In total, 219 patients met criteria for analysis. In this cohort, the median (interquartile range [IQR]) age = 6 (2-12) years, median (IQR) Injury Severity Score = 21 (11-27), 68% were boys, and 69% sustained blunt injury. The rate of PHI was 25% (54). Median (IQR) time to PHI was 1 (0-4) days. Children with PHI had a higher Injury Severity Score (p < 0.001), lower Glasgow Coma Scale (p < 0.001), greater incidence of shock (p = 0.04), and lower admission hemoglobin (p = 0.02) compared with those without PHI. Children with PHI had a higher International Normalized Ratio (INR) and longer TEG-ACT; other TEG values (alpha angle, maximum amplitude, and lysis at 30 min) were not associated with PHI. In the logistic regression model accounting for other covariates associated with PHI, elevated ACT remained an independent predictor of progression (odds ratio = 2.25, 95% confidence interval 1.09-4.66; p = 0.03; area under the receiver operating characteristic curve = 0.76). After adjusting for confounders, INR fell out of the model and was not an independent predictor of progression (odds ratio = 1.32, 95% confidence interval 0.60-2.93; p = 0.49).

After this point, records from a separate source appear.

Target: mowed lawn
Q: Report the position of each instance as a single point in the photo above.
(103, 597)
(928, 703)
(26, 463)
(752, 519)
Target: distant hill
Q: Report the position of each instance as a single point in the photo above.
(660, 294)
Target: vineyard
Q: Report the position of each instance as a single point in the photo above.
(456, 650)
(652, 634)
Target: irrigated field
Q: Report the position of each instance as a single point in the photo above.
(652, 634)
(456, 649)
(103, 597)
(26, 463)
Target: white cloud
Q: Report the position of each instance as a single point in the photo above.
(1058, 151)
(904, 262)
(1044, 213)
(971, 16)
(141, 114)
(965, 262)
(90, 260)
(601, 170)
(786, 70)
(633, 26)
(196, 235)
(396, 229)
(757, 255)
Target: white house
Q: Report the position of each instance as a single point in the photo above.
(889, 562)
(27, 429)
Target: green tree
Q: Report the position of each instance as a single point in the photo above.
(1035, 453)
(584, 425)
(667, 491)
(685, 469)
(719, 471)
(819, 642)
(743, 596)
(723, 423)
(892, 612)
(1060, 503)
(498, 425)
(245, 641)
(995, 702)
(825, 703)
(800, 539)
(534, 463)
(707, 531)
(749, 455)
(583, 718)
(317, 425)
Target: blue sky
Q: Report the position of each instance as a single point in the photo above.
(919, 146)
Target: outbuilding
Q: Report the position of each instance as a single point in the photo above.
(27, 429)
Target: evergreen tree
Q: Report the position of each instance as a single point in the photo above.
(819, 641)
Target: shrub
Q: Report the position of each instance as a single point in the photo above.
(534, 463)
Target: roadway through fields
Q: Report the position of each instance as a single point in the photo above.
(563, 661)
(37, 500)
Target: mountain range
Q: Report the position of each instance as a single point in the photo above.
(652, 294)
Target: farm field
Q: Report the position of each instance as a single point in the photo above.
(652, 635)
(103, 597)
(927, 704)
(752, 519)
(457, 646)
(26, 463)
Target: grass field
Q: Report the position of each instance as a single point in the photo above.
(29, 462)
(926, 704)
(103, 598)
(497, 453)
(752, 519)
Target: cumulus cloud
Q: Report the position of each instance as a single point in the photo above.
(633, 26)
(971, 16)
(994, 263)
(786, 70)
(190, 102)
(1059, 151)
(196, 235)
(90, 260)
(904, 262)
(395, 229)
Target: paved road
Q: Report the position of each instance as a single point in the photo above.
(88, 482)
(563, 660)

Although INR was elevated in children with PHI and has been associated with poor clinical outcomes, only admission TEG-ACT was independently associated with PHI. Further study is warranted to determine whether TEG-ACT reflects an actionable therapeutic target.

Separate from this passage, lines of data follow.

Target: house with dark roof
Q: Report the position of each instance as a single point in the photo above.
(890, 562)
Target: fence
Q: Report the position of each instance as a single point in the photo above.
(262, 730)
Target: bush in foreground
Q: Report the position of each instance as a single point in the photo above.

创伤性脑损伤患儿的出血性损伤(PHI)进展预示着不良预后。血栓弹力图(TEG)、功能性凝血检测与儿童 PHI 之间的关联尚未得到很好的描述。
这是一项回顾性队列研究,纳入了 2015 年至 2020 年期间在一家儿科一级学术创伤中心出现 PHI 的儿童。纳入标准如下:年龄小于 18 岁,入院头部 CT 扫描显示颅内出血,入院时快速 TEG 检测和常规凝血检测。PHI 通过以下影像学标准定义:随后头部 CT 扫描中任何颅内出血的扩大或新出现颅内出血。快速 TEG 值包括活化凝血时间(ACT)、α角、最大振幅和 30 分钟时的溶解。Wilcoxon 秩和检验用于评估 PHI 组和无 PHI 组之间的基线差异,包括实验室检测。单变量分析用于检查感兴趣变量与 PHI 之间的关联。根据该切点将患者分为“低 ACT”组和“高 ACT”组。将这些变量纳入多变量逻辑回归模型,以确定与创伤性脑损伤进展的独立关联。

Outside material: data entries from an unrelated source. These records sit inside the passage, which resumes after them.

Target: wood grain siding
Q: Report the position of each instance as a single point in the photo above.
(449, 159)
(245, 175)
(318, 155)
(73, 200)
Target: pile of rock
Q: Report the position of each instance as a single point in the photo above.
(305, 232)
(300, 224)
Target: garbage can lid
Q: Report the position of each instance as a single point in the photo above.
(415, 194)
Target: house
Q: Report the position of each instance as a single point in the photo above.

共有 219 名患者符合分析标准。在该队列中,中位(四分位距 [IQR])年龄为 6(2-12)岁,中位(IQR)损伤严重程度评分(ISS)为 21(11-27),68%为男性,69%为钝器伤。PHI 发生率为 25%(54 例)。PHI 的中位(IQR)时间为 1(0-4)天。与无 PHI 相比,PHI 组的损伤严重程度评分更高(p<0.001),格拉斯哥昏迷评分更低(p<0.001),休克发生率更高(p=0.04),入院时血红蛋白水平更低(p=0.02)。与无 PHI 相比,PHI 患儿的国际标准化比值(INR)更高,TEG-ACT 时间更长;其他 TEG 值(α角、最大振幅和 30 分钟时的溶解)与 PHI 无关。在考虑了与 PHI 相关的其他协变量的逻辑回归模型中,升高的 ACT 仍然是进展的独立预测因子(比值比=2.25,95%置信区间 1.09-4.66;p=0.03;受试者工作特征曲线下面积=0.76)。在调整混杂因素后,INR 不再是模型中的独立预测因子,与进展无关(比值比=1.32,95%置信区间 0.60-2.93;p=0.49)。
尽管 PHI 患儿的 INR 升高且与不良临床结局相关,但只有入院 TEG-ACT 与 PHI 独立相关。需要进一步研究以确定 TEG-ACT 是否反映了可操作的治疗靶点。